- Origin: Brighton, East Sussex, England
- Genres: House, dance-pop
- Years active: 1998–present
- Members: Jason "Phats" Hayward; Russell Small;
- Past members: Ben Ofoedu; Tony Thompson;

= Phats & Small =

British electronic dance music duo

Phats & Small are a British electronic dance music duo formed in Brighton, in 1998, and composed of Jason "Phats" Hayward and Russell Small. They are best known for their single "Turn Around", which became an international hit in 1999.

==Musical career==
Phats & Small appeared on the scene in 1998 with "Turn Around", a track that sampled Toney Lee's "Reach Up" and Change's "The Glow of Love". The song debuted at number three in the UK Singles Chart before climbing to number two, with career sales of this hit amassing them £5,000 in total due to their recording contract. Singer Ben Ofoedu appears in the video for the track miming to the vocals. Future releases featured his voice but "Turn Around" featured Lee's voice. However, Ofoedu has been known to perform the track live. In 1999, they also released their first album, Now Phats What I Small Music, a play on their name and the compilation series Now That's What I Call Music!. Ofoedu sang on two tracks, "Feel Good" and "Tonite", which were released as singles. In 1999, Phats & Small also achieved notoriety for remixing the Earth, Wind & Fire track "September" and Simply Red's "Ain't That a Lot of Love". Other remixes around the same time included PJ - "Happy Days", Space Raiders - "I Need The Disko Doktor", High Steppers - "I Will Follow" and pop group A1's single "Be the First to Believe".

Ofoedu left the group to pursue a solo career as singer, songwriter and producer, and his backing vocalist Tony Thompson was promoted to main vocalist. He sang on most tracks in Phats & Small's second album, This Time Around, released in 2001, which featured an eponymous single, as well as "Change" and "Respect The Cock" (which was supposed to feature the phrase uttered by Tom Cruise in the film Magnolia). The second album was co-produced by Jimmy Gomez.

After a few years away from the recording studio, Phats & Small returned in 2005 with a new vocalist, Ryan Molloy, and a new album, Soundtrack to Our Lives, featuring the single "Sun Comes Out", this track sung by a returning Ofoedu and a new female vocalist, Carrie Luer.

In 2016, a new version of "Turn Around" was made featuring new vocals from Ofoedu.

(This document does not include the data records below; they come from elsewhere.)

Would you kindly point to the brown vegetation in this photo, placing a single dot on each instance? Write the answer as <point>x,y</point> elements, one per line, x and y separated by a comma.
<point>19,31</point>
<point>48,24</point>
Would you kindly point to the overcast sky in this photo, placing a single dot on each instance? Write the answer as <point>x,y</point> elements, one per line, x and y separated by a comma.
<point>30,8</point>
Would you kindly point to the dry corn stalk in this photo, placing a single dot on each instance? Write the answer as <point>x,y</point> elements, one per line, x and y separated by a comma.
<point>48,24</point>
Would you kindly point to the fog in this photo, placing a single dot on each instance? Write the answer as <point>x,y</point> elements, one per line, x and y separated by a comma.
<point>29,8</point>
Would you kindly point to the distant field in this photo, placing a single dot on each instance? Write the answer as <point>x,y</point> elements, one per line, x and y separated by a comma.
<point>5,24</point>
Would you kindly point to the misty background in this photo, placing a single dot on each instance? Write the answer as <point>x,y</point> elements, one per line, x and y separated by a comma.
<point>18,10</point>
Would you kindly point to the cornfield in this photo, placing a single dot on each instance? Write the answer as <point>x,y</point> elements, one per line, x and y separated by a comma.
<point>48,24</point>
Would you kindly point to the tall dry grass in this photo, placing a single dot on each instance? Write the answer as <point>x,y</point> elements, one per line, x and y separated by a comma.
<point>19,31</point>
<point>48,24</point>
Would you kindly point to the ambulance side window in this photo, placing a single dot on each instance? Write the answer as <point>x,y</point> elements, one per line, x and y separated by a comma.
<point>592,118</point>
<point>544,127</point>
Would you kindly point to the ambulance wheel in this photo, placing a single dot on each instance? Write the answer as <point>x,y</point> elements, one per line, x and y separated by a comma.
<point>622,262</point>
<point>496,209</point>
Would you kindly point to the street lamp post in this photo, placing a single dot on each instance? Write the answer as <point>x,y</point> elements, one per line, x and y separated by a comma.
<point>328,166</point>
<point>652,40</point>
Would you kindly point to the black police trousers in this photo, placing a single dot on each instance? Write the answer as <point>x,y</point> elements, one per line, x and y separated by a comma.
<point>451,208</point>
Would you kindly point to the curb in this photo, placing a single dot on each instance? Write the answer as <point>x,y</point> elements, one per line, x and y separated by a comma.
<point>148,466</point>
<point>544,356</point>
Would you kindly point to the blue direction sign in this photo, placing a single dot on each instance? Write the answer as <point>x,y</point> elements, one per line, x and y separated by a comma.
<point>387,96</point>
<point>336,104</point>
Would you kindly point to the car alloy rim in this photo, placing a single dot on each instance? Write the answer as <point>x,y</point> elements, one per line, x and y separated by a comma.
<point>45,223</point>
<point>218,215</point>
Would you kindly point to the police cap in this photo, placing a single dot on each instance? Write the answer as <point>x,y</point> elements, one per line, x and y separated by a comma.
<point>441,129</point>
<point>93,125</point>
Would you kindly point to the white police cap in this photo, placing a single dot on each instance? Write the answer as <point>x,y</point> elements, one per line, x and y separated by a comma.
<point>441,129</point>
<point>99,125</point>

Small is also one half of the production team The Freemasons, along with James Wiltshire (Jimmy Gómez) who was a co-producer for Phats & Small.

Small is a Brighton & Hove Albion F.C. fan after being taken to games as a youngster by his uncle.

Their song "Turn Around" was on the CD of the computer game K.S.-n-Kickin.

==Discography==
===Studio albums===

| Title | Album details | Peak chart positions |  |  |  |  |
| UK | EUR | GER | NED | SWI |
| Now Phats What I Small Music | Released: 11 November 1999; Label: Multiply (MULTY6); Formats: LP, CS, CD; | 102 | 75 | 19 | 84 | 52 |
| This Time Around | Released: 18 June 2001; Label: Multiply (MULTY8); Formats: CS, CD; | — | — | — | — | — |
| Soundtrack to Our Lives | Released: 2004; Label: Modul (82876512412); Formats: CD; | — | — | — | — | — |
"—" denotes items that did not chart or were not released in that territory.

===Singles===

Year: Title; Peak chart positions; Certifications; Album
UK: UK Dance; AUS; BEL; EUR; FRA; GER; IRE; NED; SWI
1999: "Turn Around"; 2; 1; 59; 2; 12; 9; 18; 7; 10; 8; UK: Platinum; BEL: Gold; FRA: Gold;; Now Phats What I Small Music
"Feel Good": 7; 4; —; 21; 28; 35; 64; 25; 46; 20
"Tonite": 11; 26; —; 44; 48; —; 36; —; 40; 15
2000: "Harvest for the World"; —; —; —; —; —; —; 90; —; —; 59
2001: "This Time Around"; 15; 9; 84; —; 62; —; 92; 46; —; 61; This Time Around
"Change": 45; 30; —; —; —; —; 96; —; —; 96
"Respect the Cock": —; —; —; —; —; —; —; —; —; —
2003: "You're Rude (Get Fucked)"; —; —; —; —; —; —; —; —; —; —; Non-album single
2004: "Sun Comes Out"; —; —; —; 30; —; —; 57; —; 45; —; Soundtrack to Our Lives
"—" denotes items that did not chart or were not released in that territory.